Most companies listed on the German stock index violate Germany's corporate governance codex because they have a mutual agreement not to reveal salaries for top executives, according to the man who wrote the codex.
Some executives receive more than 100 times as much as workers
The "gentleman's agreement" to keep salaries secret represents an abuse of the codex that could threaten the latter's survival, Theodor Baums, a Frankfurt law professor who originally headed the government's corporate governance commission, told Frankfurter Allgemeine Zeitung.
Payscales for German business leaders have come under criticism after several companies, including Siemens and DaimlerChrysler, threatened to move production elsewhere unless workers accepted large pay cuts.
In 2003, only 11 of the 30 companies listed on the German stock index (DAX) agreed to publish salaries for top executives. The codex, however, requires companies to do so.

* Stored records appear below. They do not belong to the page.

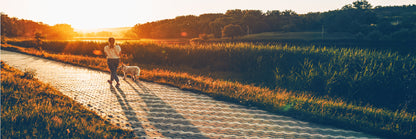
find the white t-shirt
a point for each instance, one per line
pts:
(112, 52)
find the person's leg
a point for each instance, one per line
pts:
(116, 63)
(113, 69)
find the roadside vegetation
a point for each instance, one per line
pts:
(360, 89)
(31, 109)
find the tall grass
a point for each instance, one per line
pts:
(361, 76)
(31, 109)
(316, 74)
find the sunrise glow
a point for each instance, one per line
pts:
(87, 15)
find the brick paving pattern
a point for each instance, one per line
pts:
(159, 111)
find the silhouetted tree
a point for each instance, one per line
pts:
(232, 31)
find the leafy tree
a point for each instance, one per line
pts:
(232, 31)
(362, 5)
(38, 38)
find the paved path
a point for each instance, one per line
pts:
(154, 110)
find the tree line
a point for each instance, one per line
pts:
(359, 18)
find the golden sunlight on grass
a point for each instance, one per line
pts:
(30, 109)
(304, 106)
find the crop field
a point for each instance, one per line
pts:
(335, 83)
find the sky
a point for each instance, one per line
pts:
(92, 14)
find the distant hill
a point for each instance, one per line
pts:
(114, 30)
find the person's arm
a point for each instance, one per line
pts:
(119, 51)
(106, 51)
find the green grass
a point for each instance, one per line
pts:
(31, 109)
(297, 36)
(282, 63)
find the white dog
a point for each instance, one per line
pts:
(134, 71)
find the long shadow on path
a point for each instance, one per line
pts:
(127, 109)
(153, 111)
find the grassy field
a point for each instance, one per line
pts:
(298, 36)
(332, 68)
(31, 109)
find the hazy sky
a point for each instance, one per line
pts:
(87, 14)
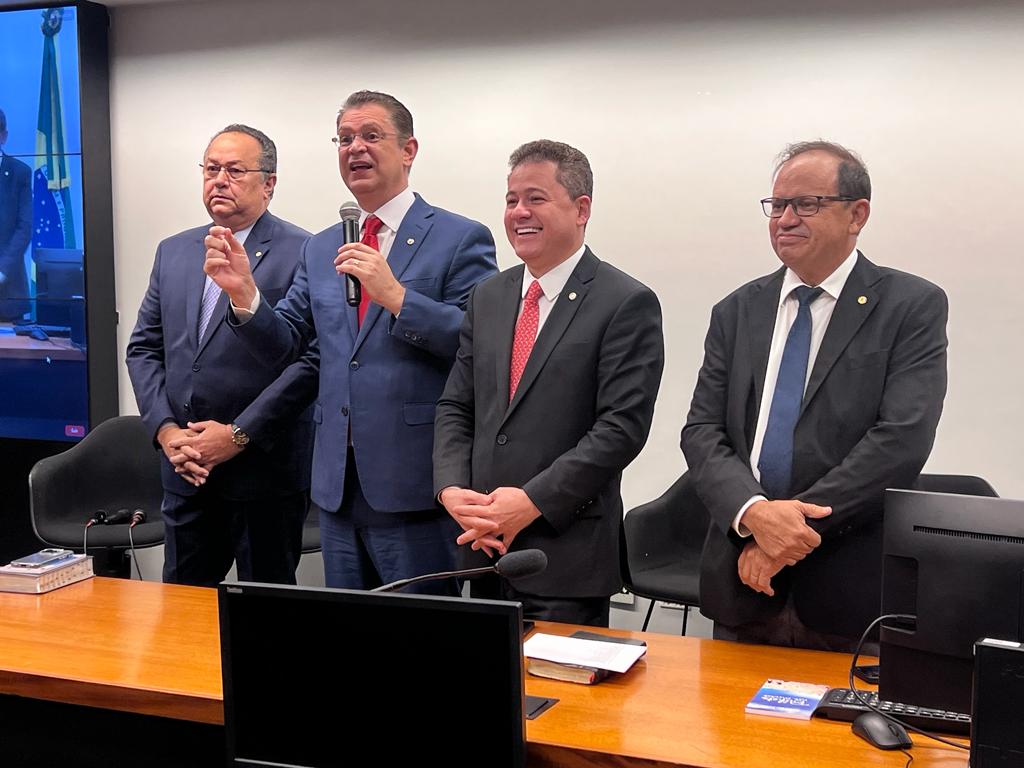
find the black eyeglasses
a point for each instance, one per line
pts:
(212, 170)
(805, 205)
(344, 140)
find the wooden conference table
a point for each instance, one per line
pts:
(154, 649)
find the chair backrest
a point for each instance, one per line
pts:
(670, 529)
(965, 484)
(116, 466)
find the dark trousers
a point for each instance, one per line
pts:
(592, 611)
(786, 630)
(364, 548)
(205, 532)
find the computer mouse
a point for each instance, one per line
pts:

Companies are not required by law to adhere to the document, but that might change soon, German Justice Minister Brigitte Zypries said.
"Unless a significant number of companies reveals salaries by summer of 2005, there will be a law requiring them to do so," Zypries told Der Tagesspiegel newspaper.
While saying that she didn't want to regulate top executives' salaries by law, Zypries added that a company's overall pay scale should be considered when deciding on the remuneration of those at the top. Zypries (photo) said such a recommendation could become part of the codex.
Unions vow to get more involved
Trade union leaders meanwhile said they would make better use of their voting rights as board of trustees members.
"For decades, salary recommendations have come from the employers' representatives," Berthold Huber, the deputy leader Germany's IG Metall union, told dpa news agency.
The German Trade Union Federation (DGB) is planning to make executive salaries a focus at a conference for board of trustees members in September.
"The gist of the problem isn't just the salary amount, but the fact, that remuneration is based on the wrong goals," Dietmar Hexe, a member of the DGB's executive board, told Handelsblatt newspaper.
Instead of linking salaries to share value, board members should look at executives' accomplishments to guarantee a company's well-being in the long term.